After having created a STAC catalog with the metadata for the  Daymet dataset, we now procede to retrieve the files that are relevant for the extended Spring Index model calculations over our area of interest (i.e. the continental North America). Only for this region, we thus retrieve the assets corresponding to the following three parameters: maximum temperature, minimum temperature, and duration of the daylight period. 

The data files are stored beside the metadata files on the dCache storage. Links within the catalog are updated to point to the files that have been retrieved to SURF infrastructures.

### 3.2 Dowload

We first select the only sub-catalog with the items related to the continental North America (collection ID: `region-na`): 

In [16]:
collection_na = catalog.get_child("region-na")

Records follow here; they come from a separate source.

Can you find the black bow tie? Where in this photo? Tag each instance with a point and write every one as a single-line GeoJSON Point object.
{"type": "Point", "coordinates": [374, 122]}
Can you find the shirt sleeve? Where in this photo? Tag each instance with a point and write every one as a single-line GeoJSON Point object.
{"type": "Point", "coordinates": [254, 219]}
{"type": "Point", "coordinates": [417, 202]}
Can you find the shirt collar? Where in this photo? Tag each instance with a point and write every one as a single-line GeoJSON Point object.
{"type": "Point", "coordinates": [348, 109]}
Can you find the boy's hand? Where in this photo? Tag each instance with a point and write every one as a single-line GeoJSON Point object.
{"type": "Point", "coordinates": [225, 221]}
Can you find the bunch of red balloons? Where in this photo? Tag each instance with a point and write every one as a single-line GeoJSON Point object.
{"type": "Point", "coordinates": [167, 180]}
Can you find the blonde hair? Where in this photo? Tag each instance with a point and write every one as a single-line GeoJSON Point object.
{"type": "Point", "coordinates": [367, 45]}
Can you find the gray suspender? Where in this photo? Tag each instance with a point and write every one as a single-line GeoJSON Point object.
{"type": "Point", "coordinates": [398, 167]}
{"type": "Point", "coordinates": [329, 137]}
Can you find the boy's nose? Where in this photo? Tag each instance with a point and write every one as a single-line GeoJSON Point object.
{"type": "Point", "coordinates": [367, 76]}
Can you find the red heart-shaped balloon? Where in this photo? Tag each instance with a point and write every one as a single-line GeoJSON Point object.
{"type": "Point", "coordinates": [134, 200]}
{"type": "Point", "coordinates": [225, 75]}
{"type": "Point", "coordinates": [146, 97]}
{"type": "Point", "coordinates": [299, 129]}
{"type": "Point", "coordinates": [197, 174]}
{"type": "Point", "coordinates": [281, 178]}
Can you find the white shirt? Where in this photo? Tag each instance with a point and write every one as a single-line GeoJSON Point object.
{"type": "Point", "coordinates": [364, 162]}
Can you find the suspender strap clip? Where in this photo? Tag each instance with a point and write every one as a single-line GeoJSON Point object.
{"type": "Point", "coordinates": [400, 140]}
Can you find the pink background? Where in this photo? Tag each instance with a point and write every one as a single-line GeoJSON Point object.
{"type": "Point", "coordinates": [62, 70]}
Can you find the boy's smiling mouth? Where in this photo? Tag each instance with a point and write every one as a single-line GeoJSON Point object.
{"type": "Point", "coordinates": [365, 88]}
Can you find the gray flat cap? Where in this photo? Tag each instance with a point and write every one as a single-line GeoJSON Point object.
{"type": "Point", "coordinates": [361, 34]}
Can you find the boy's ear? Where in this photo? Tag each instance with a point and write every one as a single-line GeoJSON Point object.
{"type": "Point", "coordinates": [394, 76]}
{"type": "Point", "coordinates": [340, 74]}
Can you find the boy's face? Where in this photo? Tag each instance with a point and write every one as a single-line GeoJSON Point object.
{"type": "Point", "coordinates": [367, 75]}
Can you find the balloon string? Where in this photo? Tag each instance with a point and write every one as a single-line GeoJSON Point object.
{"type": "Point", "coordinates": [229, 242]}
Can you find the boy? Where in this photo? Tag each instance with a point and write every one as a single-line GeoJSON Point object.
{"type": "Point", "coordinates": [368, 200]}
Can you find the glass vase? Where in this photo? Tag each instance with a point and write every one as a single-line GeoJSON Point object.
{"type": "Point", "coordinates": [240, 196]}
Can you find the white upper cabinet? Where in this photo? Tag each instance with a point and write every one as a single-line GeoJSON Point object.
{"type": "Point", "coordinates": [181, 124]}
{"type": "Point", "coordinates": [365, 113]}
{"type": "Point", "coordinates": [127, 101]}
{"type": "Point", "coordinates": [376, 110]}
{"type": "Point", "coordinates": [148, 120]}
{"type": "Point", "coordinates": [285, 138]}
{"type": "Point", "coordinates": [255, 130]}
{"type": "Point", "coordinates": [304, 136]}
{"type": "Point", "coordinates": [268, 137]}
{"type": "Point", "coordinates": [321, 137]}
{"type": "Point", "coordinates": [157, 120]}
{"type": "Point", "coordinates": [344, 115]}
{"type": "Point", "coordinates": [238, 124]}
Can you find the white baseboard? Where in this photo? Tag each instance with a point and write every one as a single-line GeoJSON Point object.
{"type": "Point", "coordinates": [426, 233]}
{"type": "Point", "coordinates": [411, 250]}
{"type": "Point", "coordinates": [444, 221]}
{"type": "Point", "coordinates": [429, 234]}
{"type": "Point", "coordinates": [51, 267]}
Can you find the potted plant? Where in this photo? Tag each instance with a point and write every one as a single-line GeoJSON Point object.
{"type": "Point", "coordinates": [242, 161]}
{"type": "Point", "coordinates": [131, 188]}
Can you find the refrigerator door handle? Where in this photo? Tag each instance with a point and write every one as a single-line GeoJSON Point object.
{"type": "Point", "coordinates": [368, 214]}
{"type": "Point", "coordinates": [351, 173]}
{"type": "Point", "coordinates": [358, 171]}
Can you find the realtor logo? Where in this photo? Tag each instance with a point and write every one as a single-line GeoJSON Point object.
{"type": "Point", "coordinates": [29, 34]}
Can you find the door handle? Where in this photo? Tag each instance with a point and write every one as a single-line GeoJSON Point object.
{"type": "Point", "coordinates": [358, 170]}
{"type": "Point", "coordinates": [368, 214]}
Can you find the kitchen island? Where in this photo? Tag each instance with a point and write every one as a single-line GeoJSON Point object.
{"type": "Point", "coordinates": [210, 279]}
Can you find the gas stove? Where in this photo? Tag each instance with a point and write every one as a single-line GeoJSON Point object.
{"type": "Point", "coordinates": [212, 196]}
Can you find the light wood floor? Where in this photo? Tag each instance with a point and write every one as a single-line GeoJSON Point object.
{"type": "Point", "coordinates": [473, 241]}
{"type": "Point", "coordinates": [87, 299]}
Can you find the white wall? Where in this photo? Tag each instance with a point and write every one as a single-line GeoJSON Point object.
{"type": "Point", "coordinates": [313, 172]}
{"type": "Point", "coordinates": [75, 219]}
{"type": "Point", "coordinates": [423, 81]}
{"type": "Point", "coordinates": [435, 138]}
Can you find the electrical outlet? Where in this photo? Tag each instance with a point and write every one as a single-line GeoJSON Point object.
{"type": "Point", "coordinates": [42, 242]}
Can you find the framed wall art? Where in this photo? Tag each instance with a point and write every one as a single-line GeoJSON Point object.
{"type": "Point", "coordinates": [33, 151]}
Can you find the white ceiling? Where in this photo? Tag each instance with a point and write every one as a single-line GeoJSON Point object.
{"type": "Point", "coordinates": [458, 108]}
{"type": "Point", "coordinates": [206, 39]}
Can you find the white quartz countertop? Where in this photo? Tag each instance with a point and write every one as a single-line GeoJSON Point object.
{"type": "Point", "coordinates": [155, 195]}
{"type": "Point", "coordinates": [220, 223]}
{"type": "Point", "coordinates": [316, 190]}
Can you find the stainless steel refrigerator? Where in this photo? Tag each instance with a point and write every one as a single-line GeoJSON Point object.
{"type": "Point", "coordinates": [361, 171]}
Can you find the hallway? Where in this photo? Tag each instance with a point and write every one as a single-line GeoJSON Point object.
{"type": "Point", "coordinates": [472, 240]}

Finally, we download the assets to the storage and save the catalog with the updated links:

In [None]:
for asset_key in ("tmin", "tmax", "dayl"):
    copy_asset(
        catalog=collection_na,
        asset_key=asset_key,
        update_catalog=True,
        max_workers=4
    )

In [None]:
catalog.normalize_and_save(f"{dcache_root}/{catalog_id}")

The data downloaded amounts to ~940 GiB. Using 4 workers to retrieve the items' assets in parallel, the cells above complete in ~7 hours.